Falleció en 1928 en Menton, en la Costa Azul. Sus restos fueron trasladados a Valencia
en 1933, donde fueron recibidos triunfalmente.
Vicente Blasco Ibáñez.

Blasco produjo una enorme obra novelesca; en ella destacan las obras ambientadas en
Valencia o en su provincia, tan intensamente amada por el escritor (Arroz y tartana, La
barraca, Entre naranjos, Cañas y barro). Reflejó sus ideas políticas, sociales y
antirreligiosas en La catedral o en La bodega, aunque como se ha comentado
anteriormente, su fama se debe en gran parte a Los cuatro jinetes del Apocalipsis, que
trata sobre dramas familiares durante la Gran Guerra.

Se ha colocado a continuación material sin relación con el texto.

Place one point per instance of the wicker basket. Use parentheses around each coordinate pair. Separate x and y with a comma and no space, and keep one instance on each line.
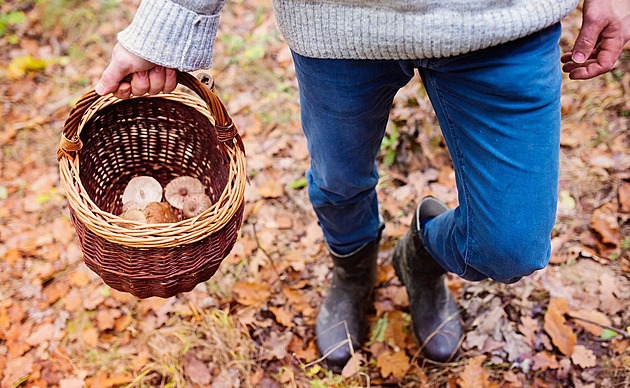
(107,141)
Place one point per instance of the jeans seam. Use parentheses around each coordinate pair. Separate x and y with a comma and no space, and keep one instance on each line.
(469,239)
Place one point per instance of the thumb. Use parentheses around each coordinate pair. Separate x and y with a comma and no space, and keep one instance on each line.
(113,74)
(587,39)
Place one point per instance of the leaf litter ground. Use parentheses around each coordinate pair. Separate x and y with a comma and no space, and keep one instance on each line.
(252,323)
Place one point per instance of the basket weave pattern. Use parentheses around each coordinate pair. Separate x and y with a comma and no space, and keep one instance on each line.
(107,141)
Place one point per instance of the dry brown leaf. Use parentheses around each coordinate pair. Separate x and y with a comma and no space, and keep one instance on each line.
(592,315)
(283,316)
(271,189)
(529,327)
(395,333)
(352,366)
(79,279)
(604,222)
(395,364)
(72,301)
(583,357)
(250,293)
(474,375)
(544,360)
(561,335)
(90,336)
(196,370)
(105,318)
(40,334)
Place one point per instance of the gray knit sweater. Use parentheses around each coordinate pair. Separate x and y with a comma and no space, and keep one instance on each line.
(180,33)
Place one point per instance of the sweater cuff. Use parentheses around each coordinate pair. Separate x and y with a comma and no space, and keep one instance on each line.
(170,35)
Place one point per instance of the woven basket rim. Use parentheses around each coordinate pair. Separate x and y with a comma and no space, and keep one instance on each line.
(134,234)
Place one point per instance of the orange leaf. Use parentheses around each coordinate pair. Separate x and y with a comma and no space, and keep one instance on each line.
(79,279)
(283,316)
(544,360)
(594,316)
(561,335)
(250,293)
(396,364)
(529,327)
(474,375)
(604,222)
(583,357)
(90,336)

Sin embargo, el Blasco Ibáñez mejor tratado por la crítica es el de inspiración


valenciana. En ocasiones se le ha considerado como el Zola español porque comparte
con el novelista francés una actitud subversiva, predilección por los ambientes sórdidos,
preocupación por la herencia biológica, etc. Escribe intensamente y su estilo puede ser
calificado de basto, pese a que no carece de imágenes de pureza plástica. Por su edad,
pudo haber pertenecido a la Generación del 98, pero su espíritu mundano difiere de la
ascética y la cultura de estos escritores.